O que foi discutido no encontro coube à imaginação do roteirista Kemp Powers, a partir de sua própria peça, e em momento algum invalida o poder de Uma Noite em Miami…, de Regina King: os quatro amigos não teriam motivos para jogar conversa fora ou falar sobre qualquer coisa importante senão o que viviam naquele momento, naquele país.
E mais: o exercício de imaginação não diminui o poder do discurso. No fundo, não se trata de um filme sobre algumas horas, com alguns homens em um hotel. Não se trata de um encontro tecido por linhas extraordinárias, já que as celebridades em questão são o que sempre foram, ainda que nem sempre como imaginamos: gente real.
King oferece essa noite, esse curto período no tempo, para fazer refletir sobre longas décadas, ou séculos, da resistência da população negra. Para tanto, faz de cada personagem uma diferente expressão ou personalidade, cada um como ponto distinto em um conflito (transposto ao encontro) que tem em Malcolm seu guia principal.
Sereno, às vezes explosivo, ele fala com conhecimento de causa: é alguém que resolveu passar para o outro lado, apartado dos que tanto açoitaram pessoas como ele – por isso um ativista a atacar os brancos e, se preciso, confrontá-los usando a força; por isso convertido a um pensamento religioso distinto do quase hegemônico cristão de seu país.

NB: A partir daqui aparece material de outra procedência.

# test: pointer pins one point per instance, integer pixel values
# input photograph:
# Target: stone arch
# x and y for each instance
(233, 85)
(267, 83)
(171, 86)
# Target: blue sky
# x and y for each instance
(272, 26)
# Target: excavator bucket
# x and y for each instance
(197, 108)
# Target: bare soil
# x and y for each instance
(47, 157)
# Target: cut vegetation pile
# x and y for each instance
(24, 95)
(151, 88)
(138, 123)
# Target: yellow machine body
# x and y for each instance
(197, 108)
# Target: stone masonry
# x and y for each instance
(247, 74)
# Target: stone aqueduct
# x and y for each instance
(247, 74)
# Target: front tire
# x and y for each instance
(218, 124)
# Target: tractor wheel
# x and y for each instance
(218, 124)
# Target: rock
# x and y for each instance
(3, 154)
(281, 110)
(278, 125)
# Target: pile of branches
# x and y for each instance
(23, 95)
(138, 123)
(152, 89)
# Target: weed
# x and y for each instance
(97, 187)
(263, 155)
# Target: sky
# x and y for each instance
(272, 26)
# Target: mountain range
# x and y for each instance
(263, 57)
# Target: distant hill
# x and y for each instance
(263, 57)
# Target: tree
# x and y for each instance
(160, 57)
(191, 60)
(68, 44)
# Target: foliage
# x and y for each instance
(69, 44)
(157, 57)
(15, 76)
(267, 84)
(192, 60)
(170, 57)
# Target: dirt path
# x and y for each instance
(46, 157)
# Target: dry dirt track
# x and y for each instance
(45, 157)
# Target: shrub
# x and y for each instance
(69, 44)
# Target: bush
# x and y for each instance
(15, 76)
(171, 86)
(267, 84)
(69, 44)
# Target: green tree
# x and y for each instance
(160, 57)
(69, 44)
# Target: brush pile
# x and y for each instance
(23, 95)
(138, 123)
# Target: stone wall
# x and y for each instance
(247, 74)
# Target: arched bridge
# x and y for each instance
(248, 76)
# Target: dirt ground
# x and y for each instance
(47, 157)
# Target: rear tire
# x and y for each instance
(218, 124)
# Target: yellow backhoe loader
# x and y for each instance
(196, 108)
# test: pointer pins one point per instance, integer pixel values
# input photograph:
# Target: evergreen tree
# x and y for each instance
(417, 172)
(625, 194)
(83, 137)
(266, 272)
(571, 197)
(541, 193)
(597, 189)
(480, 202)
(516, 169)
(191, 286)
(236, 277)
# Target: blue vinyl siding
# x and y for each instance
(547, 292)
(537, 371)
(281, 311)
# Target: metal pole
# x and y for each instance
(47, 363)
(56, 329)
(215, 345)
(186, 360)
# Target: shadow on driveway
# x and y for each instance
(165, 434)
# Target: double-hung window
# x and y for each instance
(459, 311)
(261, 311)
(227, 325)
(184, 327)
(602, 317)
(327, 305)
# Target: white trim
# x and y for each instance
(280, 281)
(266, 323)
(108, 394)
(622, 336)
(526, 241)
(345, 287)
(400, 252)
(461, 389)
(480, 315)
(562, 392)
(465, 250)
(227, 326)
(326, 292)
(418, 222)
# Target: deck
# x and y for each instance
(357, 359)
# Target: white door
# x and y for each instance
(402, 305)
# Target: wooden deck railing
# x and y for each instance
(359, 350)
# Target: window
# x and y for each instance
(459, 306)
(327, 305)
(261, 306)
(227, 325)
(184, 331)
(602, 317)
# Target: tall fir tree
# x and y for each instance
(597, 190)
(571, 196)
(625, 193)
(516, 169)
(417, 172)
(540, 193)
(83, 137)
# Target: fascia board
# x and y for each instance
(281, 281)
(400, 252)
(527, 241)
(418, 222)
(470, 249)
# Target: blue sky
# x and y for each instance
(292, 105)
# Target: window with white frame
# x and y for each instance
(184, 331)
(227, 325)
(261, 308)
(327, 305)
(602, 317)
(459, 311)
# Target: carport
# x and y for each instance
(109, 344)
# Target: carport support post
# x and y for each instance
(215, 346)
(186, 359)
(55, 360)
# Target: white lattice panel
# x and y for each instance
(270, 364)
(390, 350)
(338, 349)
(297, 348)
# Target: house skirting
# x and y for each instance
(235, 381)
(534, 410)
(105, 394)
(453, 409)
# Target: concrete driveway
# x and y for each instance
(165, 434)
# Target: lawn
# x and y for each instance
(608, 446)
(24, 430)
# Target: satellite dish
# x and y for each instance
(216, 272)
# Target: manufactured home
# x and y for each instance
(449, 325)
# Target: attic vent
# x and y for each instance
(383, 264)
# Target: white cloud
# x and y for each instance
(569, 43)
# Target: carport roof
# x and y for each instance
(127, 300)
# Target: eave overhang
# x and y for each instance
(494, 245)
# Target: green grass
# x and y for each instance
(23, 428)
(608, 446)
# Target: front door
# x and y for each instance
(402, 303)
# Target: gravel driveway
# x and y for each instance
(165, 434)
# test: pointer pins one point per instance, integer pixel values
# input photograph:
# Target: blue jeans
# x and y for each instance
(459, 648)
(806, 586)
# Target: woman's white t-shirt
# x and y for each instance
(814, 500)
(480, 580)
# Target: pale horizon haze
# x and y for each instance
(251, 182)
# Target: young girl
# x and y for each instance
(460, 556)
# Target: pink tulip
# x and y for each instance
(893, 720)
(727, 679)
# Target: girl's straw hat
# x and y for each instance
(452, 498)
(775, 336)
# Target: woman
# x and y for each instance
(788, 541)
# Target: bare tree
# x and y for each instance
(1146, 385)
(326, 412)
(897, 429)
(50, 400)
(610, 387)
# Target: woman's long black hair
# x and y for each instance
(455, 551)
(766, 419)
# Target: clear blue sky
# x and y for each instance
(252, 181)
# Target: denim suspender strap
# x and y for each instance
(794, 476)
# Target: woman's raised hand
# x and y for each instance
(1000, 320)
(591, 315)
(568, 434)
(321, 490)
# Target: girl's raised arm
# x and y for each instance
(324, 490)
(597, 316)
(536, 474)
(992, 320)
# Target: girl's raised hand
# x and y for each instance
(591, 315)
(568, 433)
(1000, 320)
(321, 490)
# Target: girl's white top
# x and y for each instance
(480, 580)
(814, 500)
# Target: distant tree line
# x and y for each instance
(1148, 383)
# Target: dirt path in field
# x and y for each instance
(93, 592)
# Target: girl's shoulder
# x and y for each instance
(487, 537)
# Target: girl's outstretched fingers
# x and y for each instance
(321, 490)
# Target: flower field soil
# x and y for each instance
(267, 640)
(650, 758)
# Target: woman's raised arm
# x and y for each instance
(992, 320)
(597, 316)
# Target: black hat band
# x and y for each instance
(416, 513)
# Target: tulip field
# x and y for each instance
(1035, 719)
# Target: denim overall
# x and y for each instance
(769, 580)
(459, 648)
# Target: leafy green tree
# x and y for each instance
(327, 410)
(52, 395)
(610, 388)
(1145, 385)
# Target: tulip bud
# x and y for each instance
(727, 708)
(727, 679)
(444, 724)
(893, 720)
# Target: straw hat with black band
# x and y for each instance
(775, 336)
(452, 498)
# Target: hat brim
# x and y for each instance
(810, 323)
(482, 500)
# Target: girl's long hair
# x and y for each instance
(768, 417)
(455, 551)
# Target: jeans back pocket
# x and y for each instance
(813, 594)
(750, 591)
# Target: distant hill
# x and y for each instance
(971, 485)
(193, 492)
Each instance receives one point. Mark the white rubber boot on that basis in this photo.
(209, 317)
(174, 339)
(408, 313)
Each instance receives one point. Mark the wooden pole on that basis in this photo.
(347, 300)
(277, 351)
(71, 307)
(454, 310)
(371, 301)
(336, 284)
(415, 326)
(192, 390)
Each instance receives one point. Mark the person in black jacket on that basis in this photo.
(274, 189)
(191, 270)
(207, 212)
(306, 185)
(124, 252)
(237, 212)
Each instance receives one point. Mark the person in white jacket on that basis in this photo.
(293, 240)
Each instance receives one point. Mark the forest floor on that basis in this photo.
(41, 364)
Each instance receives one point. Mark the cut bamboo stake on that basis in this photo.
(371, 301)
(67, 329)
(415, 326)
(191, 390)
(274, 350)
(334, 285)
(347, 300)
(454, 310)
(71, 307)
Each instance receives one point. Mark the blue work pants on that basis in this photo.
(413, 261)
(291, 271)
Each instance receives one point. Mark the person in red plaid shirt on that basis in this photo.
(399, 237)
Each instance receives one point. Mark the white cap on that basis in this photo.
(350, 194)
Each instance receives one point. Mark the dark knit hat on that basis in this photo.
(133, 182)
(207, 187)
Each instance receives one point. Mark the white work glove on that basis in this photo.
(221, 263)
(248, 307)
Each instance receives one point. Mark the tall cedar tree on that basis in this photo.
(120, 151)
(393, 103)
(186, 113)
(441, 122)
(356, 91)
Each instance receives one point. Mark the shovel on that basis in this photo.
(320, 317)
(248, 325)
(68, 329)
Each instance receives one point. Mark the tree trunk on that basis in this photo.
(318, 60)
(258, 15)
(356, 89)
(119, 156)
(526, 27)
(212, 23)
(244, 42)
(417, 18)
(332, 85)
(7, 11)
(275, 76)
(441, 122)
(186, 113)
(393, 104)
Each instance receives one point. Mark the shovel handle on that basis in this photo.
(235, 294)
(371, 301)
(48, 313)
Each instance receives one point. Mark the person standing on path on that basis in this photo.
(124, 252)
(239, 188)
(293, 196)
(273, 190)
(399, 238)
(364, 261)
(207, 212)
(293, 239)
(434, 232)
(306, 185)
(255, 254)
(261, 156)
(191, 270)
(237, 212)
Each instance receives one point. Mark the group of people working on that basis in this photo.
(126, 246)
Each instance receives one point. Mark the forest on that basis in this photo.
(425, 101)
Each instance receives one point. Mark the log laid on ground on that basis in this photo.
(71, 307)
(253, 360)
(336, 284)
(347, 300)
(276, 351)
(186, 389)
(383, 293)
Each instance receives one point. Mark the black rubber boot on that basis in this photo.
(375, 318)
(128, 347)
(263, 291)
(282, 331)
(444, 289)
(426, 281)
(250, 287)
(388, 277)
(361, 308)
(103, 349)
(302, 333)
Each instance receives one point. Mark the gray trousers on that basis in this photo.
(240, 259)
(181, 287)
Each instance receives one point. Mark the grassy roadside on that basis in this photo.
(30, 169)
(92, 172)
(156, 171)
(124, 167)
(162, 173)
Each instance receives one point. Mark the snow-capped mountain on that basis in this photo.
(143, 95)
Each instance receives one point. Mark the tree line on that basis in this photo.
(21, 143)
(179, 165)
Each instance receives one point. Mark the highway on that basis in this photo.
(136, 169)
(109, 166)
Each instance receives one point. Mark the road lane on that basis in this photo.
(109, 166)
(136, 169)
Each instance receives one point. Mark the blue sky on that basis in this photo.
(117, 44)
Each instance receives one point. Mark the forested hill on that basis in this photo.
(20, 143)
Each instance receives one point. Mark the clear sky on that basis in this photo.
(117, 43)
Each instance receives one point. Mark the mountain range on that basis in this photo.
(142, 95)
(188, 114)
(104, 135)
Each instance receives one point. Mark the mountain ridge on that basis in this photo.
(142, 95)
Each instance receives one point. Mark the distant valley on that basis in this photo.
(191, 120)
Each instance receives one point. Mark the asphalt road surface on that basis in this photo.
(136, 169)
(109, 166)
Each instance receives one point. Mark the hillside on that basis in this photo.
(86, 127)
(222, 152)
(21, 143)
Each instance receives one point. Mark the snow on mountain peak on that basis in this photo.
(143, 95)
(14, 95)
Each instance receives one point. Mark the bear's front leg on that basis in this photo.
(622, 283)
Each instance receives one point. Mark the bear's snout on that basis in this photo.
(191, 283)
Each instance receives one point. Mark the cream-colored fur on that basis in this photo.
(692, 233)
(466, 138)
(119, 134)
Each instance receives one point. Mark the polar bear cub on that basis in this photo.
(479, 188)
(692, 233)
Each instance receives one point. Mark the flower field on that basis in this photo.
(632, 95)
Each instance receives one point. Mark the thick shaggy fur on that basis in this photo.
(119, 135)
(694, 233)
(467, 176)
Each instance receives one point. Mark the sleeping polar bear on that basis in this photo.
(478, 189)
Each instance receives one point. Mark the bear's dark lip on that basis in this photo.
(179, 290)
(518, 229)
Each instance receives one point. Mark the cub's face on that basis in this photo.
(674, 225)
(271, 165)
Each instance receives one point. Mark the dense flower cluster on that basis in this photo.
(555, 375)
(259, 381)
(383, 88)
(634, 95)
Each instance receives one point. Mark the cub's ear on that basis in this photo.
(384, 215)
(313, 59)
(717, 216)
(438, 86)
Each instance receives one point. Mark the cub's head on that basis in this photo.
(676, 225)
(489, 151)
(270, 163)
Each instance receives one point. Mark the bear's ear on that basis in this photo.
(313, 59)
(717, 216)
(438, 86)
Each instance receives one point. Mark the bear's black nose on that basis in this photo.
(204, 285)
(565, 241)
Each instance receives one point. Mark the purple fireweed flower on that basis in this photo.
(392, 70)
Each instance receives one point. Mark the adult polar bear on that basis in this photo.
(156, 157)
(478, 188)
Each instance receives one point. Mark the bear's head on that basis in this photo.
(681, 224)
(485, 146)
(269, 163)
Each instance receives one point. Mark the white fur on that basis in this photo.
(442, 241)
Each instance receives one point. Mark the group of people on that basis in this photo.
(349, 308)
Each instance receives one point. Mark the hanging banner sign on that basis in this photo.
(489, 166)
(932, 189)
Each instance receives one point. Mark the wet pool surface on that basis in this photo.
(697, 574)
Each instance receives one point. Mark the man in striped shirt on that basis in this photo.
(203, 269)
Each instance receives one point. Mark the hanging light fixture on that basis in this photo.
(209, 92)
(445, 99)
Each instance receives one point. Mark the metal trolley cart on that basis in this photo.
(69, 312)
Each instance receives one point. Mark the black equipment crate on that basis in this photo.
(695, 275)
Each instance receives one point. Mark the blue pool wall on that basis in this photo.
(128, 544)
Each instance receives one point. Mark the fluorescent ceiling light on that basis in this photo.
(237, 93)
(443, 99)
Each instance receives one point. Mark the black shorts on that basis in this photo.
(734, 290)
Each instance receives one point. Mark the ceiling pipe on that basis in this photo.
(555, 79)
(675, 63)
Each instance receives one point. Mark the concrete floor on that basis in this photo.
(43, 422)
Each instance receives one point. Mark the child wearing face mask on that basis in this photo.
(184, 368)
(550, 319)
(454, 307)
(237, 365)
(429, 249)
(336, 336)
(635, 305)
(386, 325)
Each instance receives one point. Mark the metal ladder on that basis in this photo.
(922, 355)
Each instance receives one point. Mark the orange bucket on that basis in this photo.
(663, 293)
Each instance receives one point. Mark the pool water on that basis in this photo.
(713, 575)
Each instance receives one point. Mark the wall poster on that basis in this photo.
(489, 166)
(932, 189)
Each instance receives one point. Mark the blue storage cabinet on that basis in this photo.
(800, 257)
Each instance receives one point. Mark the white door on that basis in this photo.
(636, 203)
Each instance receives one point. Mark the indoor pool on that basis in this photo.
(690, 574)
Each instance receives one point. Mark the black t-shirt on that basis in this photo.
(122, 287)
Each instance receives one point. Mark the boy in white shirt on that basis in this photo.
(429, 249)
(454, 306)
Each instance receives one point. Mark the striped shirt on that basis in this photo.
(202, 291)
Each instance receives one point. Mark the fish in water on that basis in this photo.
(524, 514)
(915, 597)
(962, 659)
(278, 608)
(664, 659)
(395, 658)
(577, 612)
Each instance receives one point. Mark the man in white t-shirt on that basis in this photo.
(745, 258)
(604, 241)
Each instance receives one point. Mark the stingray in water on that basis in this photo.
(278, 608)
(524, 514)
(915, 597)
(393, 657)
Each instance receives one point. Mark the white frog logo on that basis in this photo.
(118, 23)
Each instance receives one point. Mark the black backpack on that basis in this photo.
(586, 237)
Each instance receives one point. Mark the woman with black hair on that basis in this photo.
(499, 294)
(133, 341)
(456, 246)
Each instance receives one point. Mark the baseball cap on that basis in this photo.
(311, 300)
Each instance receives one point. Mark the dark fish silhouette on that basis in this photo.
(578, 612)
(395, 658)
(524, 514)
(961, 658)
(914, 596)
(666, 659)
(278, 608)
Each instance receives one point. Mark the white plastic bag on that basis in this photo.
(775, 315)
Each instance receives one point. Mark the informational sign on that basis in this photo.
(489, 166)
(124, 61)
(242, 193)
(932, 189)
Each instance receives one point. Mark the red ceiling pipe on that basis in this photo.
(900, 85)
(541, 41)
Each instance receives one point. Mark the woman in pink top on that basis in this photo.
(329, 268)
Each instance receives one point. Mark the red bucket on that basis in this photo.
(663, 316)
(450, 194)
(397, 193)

Interpretado com garra por Kingsley Ben-Adir, Malcolm conduz as outras três personalidades que se debatem e coadunam nas poucas horas que partilham, enquanto dois seguranças do ativista fazem guarda do lado de fora do cômodo. Pede que os outros percebam suas forças – no esporte, na arte – e que as canalizem para libertar seu povo.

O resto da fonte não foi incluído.